Why does my AWS Glue crawler fail with an internal service exception?
Last updated: 2021-08-17
My AWS Glue crawler fails with the error "ERROR : Internal Service Exception".
Crawler internal service exceptions are sometimes caused by transient issues. Before you start troubleshooting, run the crawler again. If you still get an internal service exception, check for the following common problems.
AWS Glue Data Catalog
- Be sure that the column name lengths don't exceed 255 characters and don't contain special characters. For more information about column requirements, see Column.
- Check for malformed data. For example, if the column name doesn't conform to the regular expression pattern "[\u0020-\uD7FF\uE000-\uFFFD\uD800\uDC00-\uDBFF\uDFFF\t]", then the crawler doesn't work.
- Check for columns that have a length of 0. This happens when columns in the data don't match the data format of the table.
- If your data contains DECIMAL columns with the "(precision, scale)" format, then be sure that the scale value is less than or equal to the precision value.
- In the schema definition of your table, be sure that the Type of each of your columns isn't longer than 131,072 bytes. For more information, see Column structure.
- If your crawler fails with either of the following errors, then be sure that the total schema definition of your table is not larger than 1 MB:
- "Unable to create table in Catalog"
- "Payload size of request exceeded limit"
Amazon Simple Storage Service (Amazon S3)
- Be sure that the Amazon S3 path doesn't contain special characters.
- Confirm that the AWS Identity and Access Management (IAM) role for the crawler has permissions to access the Amazon S3 path. For more information, see Create an IAM role for AWS Glue.
- Having a large number of small files can cause the crawler to fail with an internal service exception. To avoid this problem, use the S3DistCp tool to combine smaller files.
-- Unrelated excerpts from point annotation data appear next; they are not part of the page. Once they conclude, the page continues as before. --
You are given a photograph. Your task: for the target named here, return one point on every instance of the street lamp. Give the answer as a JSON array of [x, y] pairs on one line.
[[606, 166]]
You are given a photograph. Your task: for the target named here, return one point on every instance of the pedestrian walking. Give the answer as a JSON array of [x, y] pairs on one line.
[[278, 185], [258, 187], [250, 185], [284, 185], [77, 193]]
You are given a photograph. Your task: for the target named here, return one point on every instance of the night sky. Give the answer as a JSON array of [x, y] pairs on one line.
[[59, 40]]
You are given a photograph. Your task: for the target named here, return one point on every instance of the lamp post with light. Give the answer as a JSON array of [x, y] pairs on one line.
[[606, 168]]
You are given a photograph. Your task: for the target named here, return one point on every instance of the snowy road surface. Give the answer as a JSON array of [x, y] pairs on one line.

You incur additional Amazon EMR charges when you use S3DistCp. Or, set exclude patterns and then crawl the files in batches.
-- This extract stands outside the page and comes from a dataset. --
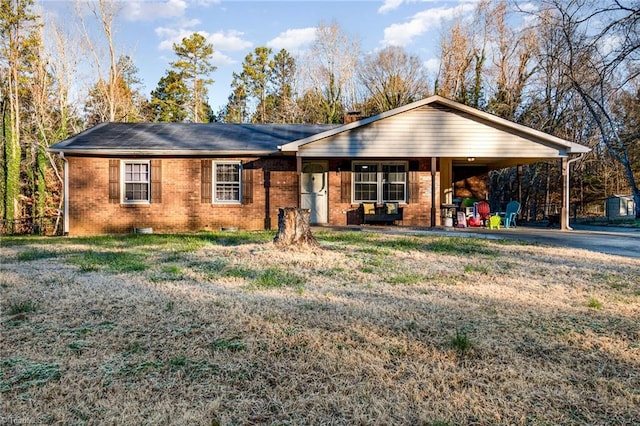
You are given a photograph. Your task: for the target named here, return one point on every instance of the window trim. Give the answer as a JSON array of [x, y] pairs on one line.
[[380, 181], [214, 182], [123, 185]]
- Remove special ASCII characters such as ^, %, and ~ from your data, if possible. If that's not possible, use custom classifiers to classify your data.
- Confirm that the S3 objects use the STANDARD storage class. To restore objects to the STANDARD storage class, see Restoring an archived object.
- Confirm that the include and exclude patterns in the crawler configuration match the S3 bucket paths.
- If you're crawling an encrypted S3 bucket, then confirm that the IAM role for the crawler has the appropriate permissions for the AWS Key Management Service (AWS KMS) key. For more information, see Working with security configurations on the AWS Glue console and Setting up encryption in AWS Glue.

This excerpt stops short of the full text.